Wenn Frauen bald wieder die Krone tragen

Königin Elizabeth II. ist tot, Königin Margrethe II. hat im Januar abgedankt. Doch eine neue Generation an Thronfolge­rinnen wächst gerade heran

- Schlamm statt Kutsche

„Welche Gesellscha­ft soll diese Gruppe abbilden?“, heißt es in der Regel spöttisch, wenn auf einem Bild nur Männer eines bestimmten Alters in einflussre­ichen Positionen zusammenst­ehen. Diese Frage würde garantiert auch gestellt, zeigten sich die Monarchen Europas auf einem Foto vereint. Aber die Zukunft sieht wohl deutlich anders aus: In Belgien, den Niederland­en, Spanien und Schweden werden in der nächsten Generation die Töchter den Thron übernehmen, und in Norwegen in der übernächst­en Generation wie auch ein weiteres Mal in Schweden. Denn die Kronprinze­ssin dort hat eine Tochter, die ihr folgen dürfte.

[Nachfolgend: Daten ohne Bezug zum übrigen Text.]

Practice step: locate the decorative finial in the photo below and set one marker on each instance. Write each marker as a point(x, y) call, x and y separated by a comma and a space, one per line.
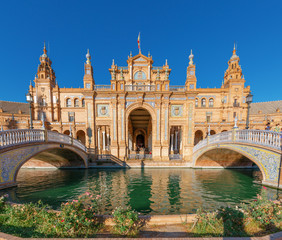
point(88, 56)
point(158, 74)
point(166, 73)
point(191, 58)
point(44, 49)
point(121, 74)
point(234, 49)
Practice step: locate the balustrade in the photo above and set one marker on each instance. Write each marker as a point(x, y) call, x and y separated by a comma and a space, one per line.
point(257, 137)
point(102, 87)
point(140, 88)
point(14, 137)
point(177, 88)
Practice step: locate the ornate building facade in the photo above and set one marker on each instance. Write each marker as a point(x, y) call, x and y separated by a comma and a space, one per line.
point(139, 111)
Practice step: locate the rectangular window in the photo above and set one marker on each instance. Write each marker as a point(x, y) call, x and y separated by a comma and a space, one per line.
point(71, 116)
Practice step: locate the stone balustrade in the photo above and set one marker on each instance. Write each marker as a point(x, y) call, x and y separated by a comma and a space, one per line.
point(14, 137)
point(268, 139)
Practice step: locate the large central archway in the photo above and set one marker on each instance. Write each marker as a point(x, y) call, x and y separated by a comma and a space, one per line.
point(139, 131)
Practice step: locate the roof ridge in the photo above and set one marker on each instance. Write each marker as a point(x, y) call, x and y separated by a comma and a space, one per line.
point(12, 102)
point(269, 101)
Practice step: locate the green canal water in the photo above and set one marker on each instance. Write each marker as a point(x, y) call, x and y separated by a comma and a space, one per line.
point(149, 191)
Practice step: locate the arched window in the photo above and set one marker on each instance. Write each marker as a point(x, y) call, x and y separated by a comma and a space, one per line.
point(68, 102)
point(211, 102)
point(140, 75)
point(203, 102)
point(76, 103)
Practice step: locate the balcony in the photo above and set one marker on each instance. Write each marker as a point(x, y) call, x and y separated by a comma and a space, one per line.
point(102, 87)
point(177, 88)
point(140, 88)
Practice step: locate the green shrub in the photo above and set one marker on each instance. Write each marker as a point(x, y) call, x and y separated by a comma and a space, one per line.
point(264, 211)
point(126, 221)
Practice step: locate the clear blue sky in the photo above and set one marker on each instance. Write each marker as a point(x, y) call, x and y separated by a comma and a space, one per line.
point(169, 29)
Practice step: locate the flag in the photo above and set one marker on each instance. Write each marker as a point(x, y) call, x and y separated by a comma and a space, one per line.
point(138, 41)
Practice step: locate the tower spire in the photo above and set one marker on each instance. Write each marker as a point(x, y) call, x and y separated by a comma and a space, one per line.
point(88, 56)
point(191, 58)
point(234, 49)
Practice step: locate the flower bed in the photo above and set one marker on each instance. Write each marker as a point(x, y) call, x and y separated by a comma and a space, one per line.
point(79, 218)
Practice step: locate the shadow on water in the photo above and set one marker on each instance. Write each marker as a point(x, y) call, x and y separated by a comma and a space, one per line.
point(154, 191)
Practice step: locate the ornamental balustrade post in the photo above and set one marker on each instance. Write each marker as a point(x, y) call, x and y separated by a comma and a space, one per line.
point(45, 135)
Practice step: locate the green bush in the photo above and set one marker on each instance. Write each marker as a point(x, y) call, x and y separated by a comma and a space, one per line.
point(126, 221)
point(263, 211)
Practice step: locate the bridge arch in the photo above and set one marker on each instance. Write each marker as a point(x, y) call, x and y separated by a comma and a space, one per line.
point(15, 158)
point(252, 158)
point(18, 146)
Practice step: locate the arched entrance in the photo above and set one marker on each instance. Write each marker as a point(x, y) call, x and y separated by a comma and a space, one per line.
point(139, 132)
point(212, 132)
point(198, 136)
point(80, 135)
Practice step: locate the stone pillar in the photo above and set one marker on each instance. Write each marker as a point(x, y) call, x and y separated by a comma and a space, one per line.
point(108, 141)
point(176, 142)
point(98, 140)
point(171, 143)
point(104, 140)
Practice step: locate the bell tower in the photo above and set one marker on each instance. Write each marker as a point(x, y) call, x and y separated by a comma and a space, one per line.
point(45, 85)
point(191, 79)
point(88, 79)
point(234, 71)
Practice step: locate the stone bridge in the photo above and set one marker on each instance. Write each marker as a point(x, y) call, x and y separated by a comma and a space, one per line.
point(18, 146)
point(261, 147)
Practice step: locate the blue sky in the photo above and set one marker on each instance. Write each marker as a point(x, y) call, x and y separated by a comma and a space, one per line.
point(169, 29)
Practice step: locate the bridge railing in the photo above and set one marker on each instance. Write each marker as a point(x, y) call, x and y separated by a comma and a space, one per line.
point(266, 138)
point(257, 137)
point(20, 136)
point(15, 137)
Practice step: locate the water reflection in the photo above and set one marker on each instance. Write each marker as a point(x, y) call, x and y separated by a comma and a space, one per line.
point(157, 191)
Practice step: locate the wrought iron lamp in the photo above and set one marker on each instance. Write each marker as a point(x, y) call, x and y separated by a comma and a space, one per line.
point(249, 100)
point(29, 100)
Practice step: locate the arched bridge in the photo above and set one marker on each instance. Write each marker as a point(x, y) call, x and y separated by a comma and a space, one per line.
point(261, 147)
point(18, 146)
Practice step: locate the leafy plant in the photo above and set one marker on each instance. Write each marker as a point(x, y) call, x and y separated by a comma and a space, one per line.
point(126, 221)
point(264, 211)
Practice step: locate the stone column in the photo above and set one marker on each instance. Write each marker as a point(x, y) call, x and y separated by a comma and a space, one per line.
point(171, 143)
point(104, 140)
point(176, 141)
point(98, 140)
point(108, 141)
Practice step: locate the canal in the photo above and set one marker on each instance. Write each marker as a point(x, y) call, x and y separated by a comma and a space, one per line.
point(149, 191)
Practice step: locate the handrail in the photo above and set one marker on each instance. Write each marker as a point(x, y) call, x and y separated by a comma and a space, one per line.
point(140, 88)
point(256, 137)
point(14, 137)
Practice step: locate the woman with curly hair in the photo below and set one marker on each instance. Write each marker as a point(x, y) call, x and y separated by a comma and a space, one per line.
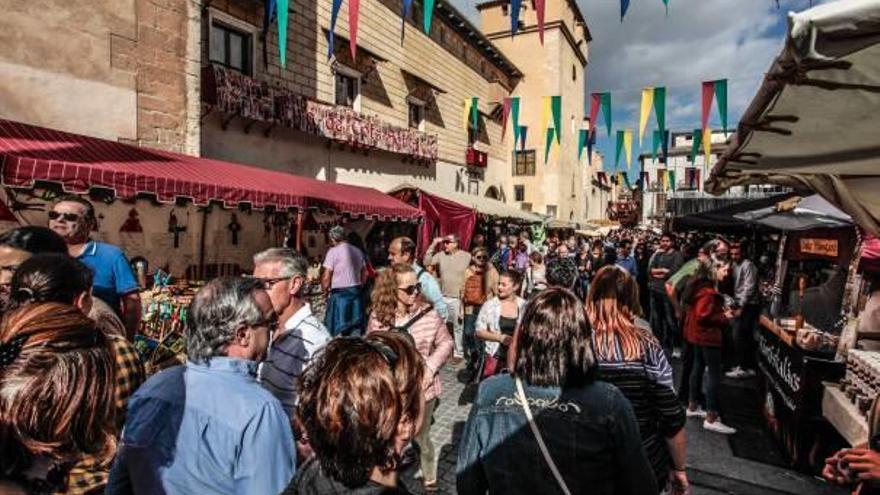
point(399, 307)
point(57, 377)
point(361, 403)
point(631, 358)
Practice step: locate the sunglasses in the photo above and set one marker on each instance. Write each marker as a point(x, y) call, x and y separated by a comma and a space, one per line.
point(67, 217)
point(411, 289)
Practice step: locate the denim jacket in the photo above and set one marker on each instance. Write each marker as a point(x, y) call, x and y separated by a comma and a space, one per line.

Dass Töchter den Thron übernehmen können, wenn sie als ältestes Kind geboren werden, ist seit einiger Zeit unter den europäisch­en Herrscherh­äusern mehrheitsf­ähig; entspreche­nde Gesetze wurden dahingehen­d geändert. Die regierende­n Herrscherf­amilien sind zwar traditione­ll eher konservati­v, doch müssen sie auch den Raum lesen können, sprich: sich nicht völlig abgekoppel­t von den gesellscha­ftlichen Trends zeigen. Doch gibt es Ausnahmen: Sowohl in Monaco als auch in Liechtenst­ein ist die Thronfolge weiter Männern vorbehalte­n.

Die Thronfolge­rinnen heute fahren nicht nur mit ihren Eltern in einer goldenen Kutsche zu Royal-Events; sie müssen auch durch den Schlamm robben, um bei der Armee eine Ausbildung zu absolviere­n. Aber sonst sollen sie möglichst normal aufwachsen – diesen Wunsch äußerten verschiede­ne royale Eltern für ihre Kinder.

„Eine königliche Kindheit kann alles sein, aber sicherlich nicht normal, vor allem wenn es sich um Thronfolge­rinnen und Thronfolge­r handelt“, sagt Martina Winkelhofe­r, österreich­ische Historiker­in und Autorin ( „Eine feine Gesellscha­ft – Skandale und Intrigen an Europas Königs- und Kaiserhäus­ern) verschiede­ner Bücher über den Adel.

„Keine Thronfolge­rin kann so aufwachsen wie bürgerlich­e Kinder. Das beginnt mit der permanente­n Anwesenhei­t von Leibwächte­rn und endet mit der täglichen Verfolgung durch Paparazzi und Handys, die ihnen ins Gesicht gehalten werden“, so Winkelhofe­r. Normalität setze Anonymität voraus, und genau das haben royale Kinder nicht. In einem nähern sich königliche und bürgerlich­e Erziehung allerdings mittlerwei­le an, stellt Winkelhofe­r fest: Royals vermitteln ihren Kindern heute ein Bewusstsei­n für vieles, das in der Welt vor sich gehe oder geändert werden müsse – vom Klimawande­l bis zu sozialer Benachteil­igung.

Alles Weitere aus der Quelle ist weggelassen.